O diretor-geral da Polícia Federal (PF), Andrei Rodrigues, entregou ao presidente do STF, ministro Edson Fachin, informações obtidas na perícia do celular de Vorcaro. O material está sob sigilo.
Acesse o canal da TMC no WhatApp para ficar sempre informado das últimas notícias
Segundo a PF, o conteúdo inclui menções ao ministro Dias Toffoli, que é o relator da investigação no STF. Por esse motivo, o relatório foi encaminhado diretamente a Fachin, para que a presidência da Corte avalie eventual conflito de interesse ou necessidade de análise sobre suspeição.
Em nota, o gabinete de Toffoli afirmou que o pedido de declaração de suspeição apresentado pela PF “trata de ilações” e que a instituição não teria legitimidade para formular esse tipo de solicitação, conforme o artigo 145 do Código de Processo Civil. O ministro informou que prestará esclarecimentos à presidência do STF.
Como o caso chegou ao Supremo
A investigação passou a tramitar no STF após a defesa de Vorcaro alegar que trechos do inquérito mencionavam um deputado federal, que possui foro por prerrogativa de função. Com isso, o processo foi remetido à Corte.
Por sorteio, Dias Toffoli foi escolhido relator e determinou que a competência sobre as investigações e futuras diligências passasse ao Supremo.
A mudança gerou críticas de parlamentares da oposição. Um pedido para afastamento do ministro da relatoria foi apresentado, mas acabou rejeitado pela Procuradoria-Geral da República (PGR).
Quebra de criptografia
A Polícia Federal conseguiu acessar o conteúdo do celular após submeter o aparelho a uma ferramenta de quebra de criptografia. Vorcaro havia se recusado a fornecer a senha durante depoimento.
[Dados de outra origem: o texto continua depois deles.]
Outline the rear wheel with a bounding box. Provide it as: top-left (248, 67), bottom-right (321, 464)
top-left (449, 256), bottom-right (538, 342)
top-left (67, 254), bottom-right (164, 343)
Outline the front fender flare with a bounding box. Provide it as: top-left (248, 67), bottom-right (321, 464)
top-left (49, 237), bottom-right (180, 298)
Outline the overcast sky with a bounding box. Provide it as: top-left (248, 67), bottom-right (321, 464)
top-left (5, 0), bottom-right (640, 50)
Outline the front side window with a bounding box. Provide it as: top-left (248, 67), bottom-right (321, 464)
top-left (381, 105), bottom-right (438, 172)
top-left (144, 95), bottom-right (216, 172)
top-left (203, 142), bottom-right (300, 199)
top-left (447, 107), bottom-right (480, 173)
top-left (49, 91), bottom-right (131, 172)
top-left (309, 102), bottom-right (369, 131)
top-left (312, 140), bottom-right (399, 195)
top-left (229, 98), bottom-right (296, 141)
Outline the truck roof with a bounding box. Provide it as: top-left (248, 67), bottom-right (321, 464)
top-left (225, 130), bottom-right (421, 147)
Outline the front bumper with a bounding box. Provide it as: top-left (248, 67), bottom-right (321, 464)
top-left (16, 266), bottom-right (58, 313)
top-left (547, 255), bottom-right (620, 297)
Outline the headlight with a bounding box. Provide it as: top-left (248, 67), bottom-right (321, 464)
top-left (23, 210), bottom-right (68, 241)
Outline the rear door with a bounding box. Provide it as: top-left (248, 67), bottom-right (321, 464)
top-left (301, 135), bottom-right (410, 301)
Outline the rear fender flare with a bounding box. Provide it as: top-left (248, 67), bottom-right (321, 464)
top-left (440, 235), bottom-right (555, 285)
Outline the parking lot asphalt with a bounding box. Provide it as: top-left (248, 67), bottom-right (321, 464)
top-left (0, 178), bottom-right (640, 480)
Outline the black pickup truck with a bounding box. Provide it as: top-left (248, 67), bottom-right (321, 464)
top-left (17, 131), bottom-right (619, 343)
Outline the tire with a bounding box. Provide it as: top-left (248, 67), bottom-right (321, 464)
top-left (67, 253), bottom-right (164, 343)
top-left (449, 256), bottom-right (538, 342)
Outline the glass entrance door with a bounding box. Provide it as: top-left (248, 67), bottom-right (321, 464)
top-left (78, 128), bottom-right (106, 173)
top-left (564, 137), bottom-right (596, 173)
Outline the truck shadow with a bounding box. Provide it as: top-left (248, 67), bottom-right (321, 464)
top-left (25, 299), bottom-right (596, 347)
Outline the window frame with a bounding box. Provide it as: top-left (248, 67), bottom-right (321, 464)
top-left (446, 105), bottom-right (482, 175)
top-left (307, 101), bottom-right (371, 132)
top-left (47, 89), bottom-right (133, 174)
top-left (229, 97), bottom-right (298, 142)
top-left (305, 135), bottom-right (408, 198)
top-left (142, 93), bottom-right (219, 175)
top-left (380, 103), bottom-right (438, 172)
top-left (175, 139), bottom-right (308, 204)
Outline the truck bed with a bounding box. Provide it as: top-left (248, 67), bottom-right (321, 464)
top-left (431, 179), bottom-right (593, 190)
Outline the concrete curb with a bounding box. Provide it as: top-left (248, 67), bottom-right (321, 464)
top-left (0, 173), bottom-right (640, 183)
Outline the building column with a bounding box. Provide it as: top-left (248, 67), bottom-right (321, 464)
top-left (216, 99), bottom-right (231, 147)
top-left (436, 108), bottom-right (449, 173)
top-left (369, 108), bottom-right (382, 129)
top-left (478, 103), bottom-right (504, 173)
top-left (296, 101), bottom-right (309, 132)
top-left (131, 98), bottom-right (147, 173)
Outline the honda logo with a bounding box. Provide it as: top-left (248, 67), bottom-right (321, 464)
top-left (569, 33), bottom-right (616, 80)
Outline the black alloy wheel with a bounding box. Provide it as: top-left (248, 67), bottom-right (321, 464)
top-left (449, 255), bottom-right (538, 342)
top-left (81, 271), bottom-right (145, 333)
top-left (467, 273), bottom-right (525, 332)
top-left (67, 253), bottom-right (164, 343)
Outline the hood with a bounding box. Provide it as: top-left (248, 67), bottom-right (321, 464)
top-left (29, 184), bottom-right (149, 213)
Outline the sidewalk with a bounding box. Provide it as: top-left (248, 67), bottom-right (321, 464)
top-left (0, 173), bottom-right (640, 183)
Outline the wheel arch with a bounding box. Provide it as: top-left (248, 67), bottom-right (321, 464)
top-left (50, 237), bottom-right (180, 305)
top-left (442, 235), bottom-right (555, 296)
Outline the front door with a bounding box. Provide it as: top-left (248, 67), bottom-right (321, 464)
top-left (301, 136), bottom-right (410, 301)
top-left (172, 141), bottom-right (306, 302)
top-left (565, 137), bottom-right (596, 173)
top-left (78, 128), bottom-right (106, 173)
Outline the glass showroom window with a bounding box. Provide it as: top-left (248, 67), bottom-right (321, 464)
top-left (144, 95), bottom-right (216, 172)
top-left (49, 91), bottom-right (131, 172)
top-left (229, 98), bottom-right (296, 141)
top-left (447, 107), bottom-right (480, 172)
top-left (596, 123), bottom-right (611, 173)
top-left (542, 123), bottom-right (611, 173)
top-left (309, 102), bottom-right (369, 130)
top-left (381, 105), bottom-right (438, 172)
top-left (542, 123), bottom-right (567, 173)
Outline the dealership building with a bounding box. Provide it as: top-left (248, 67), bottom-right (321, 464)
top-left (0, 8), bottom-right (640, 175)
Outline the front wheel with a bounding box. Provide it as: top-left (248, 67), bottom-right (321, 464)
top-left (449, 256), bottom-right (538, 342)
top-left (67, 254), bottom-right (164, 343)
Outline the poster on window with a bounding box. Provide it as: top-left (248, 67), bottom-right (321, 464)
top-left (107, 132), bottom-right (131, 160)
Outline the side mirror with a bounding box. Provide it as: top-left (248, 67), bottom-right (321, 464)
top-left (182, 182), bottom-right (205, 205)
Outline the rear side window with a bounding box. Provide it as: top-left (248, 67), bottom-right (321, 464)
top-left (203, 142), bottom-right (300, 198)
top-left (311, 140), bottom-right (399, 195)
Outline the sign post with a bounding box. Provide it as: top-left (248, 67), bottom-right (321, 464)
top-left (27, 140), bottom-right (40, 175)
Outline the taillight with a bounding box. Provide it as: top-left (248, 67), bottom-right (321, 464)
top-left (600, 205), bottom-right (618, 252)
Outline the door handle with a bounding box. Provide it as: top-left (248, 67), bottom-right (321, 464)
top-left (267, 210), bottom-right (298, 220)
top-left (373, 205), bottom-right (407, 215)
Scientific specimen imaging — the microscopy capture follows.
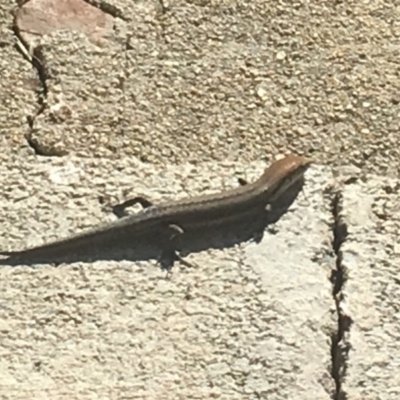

De acordo com relatos divulgados pela imprensa, o dispositivo possuía camadas adicionais de proteção. A PF adquiriu recentemente softwares capazes de acessar celulares com sistemas avançados de segurança e recuperar dados apagados.
As informações extraídas estão sendo compiladas e serão compartilhadas com o STF e com a PGR.
Pressão no Congresso
Enquanto o STF analisa os desdobramentos jurídicos, o Congresso tenta ampliar o alcance político da investigação. Senadores da Comissão Parlamentar Mista de Inquérito (CPMI) do INSS e da Comissão de Assuntos Econômicos (CAE) formalizaram pedidos para ter acesso integral ao conteúdo do celular de Vorcaro. A decisão sobre o compartilhamento das provas cabe ao Supremo.
O receio, tanto no governo quanto na oposição, é que eventual divulgação das mensagens desencadeie uma crise política paralela, com novas frentes de investigação envolvendo autoridades com foro privilegiado.
Daniel Vorcaro deve depor à CPMI no final de fevereiro. O depoimento é tratado nos bastidores como o momento mais sensível desta etapa da comissão. O empresário terá que responder a questionamentos sobre suspeitas de que o Banco Master teria sido beneficiado em operações envolvendo fundos de pensão e transações com o Banco de Brasília (BRB).
A estratégia da defesa ainda é incerta. Vorcaro pode recorrer ao STF para garantir o direito de permanecer em silêncio em perguntas que possam incriminá-lo. No entanto, diante da perícia que acessou o conteúdo do celular, a opção pelo silêncio pode gerar desgaste político.
Leia mais: Toffoli diz que pedido de suspeição da PF é “ilação” e questiona legitimidade
Próximos passos
Em entrevista recente, o diretor-geral da PF afirmou que o inquérito principal deve ser concluído até 16 de março, prazo fixado pelo relator no STF. Segundo ele, a investigação está em fase final e todos os achados estão sendo encaminhados à Corte. A presidência do Supremo analisará o material e decidirá as providências cabíveis.
Para além da esfera criminal, o caso tem impacto institucional. O Senado e a CPMI buscam avaliar como instituições públicas, como o INSS e bancos estatais, podem ter sido expostas a riscos em operações ligadas ao grupo de Vorcaro — ampliando o debate sobre governança, regulação financeira e controle político.